これを何回もやっていて地味にストレスだった。

カラーマネジメントモニターを購入してからはモニターの色味と明るさが大きくズレなくなったので、「書き出し→スマホで確認→戻って調整」の無限ループが無くなった。スマホチェックが正解探しから最終確認に変わったので作業効率が段違いに上がった。

色の悩みは無くなったけどバズりはしなかった

カラーマネジメントモニターを購入した大満足だが、ちょっと残念だったのがYouTubeの再生数やブログのPV数に対した変化が無かった事。

正直に言うと「色味がちゃんとすれば、YouTubeの再生数とかブログのPV数も少しくらいはマシになるんじゃないか」と淡い期待をしていた。でもフタを開けてみれば、グラフがぐいっと右肩上がりになるような劇的な変化はゼロ。いつも通りの横ばいだった。

映像がキレイでも中身が薄い動画は見られないし、逆に映像が多少荒くても中身が良ければ普通に見てもらえる。やっぱり一番大事なのはコンテンツの面白さで、ここからは逃げられない。
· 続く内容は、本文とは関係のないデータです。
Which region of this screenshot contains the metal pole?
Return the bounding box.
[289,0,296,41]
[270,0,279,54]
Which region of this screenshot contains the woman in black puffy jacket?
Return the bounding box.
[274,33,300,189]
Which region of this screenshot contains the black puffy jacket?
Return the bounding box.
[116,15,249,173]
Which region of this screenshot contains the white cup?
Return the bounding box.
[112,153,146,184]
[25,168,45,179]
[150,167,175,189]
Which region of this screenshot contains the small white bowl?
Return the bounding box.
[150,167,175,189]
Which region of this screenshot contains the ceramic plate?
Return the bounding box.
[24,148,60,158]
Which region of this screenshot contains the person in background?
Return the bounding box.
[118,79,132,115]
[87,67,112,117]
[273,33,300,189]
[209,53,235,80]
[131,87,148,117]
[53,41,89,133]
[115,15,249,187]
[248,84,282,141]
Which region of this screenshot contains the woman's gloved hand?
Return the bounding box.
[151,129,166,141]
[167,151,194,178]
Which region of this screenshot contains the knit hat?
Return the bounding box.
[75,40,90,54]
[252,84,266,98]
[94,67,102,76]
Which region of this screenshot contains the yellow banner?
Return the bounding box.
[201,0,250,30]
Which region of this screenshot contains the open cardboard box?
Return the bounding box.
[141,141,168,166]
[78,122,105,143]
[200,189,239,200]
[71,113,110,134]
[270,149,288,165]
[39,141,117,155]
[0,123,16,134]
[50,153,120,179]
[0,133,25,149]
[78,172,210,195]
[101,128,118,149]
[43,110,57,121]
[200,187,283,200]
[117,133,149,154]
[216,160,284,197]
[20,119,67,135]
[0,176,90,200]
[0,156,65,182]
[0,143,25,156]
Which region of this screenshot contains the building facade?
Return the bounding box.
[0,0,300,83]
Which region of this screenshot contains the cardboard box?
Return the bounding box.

とはいえ、色の悩みを放置したままコンテンツ作りに集中するのが難しかったのも事実だったので、カラーマネジメントモニターを買って後悔はしていない。色の言い訳ができなくなった分、良い意味で逃げ道が減った。なので、あとはモニター代をしっかり回収できるようにブログ・YouTubeを頑張っていくだけ。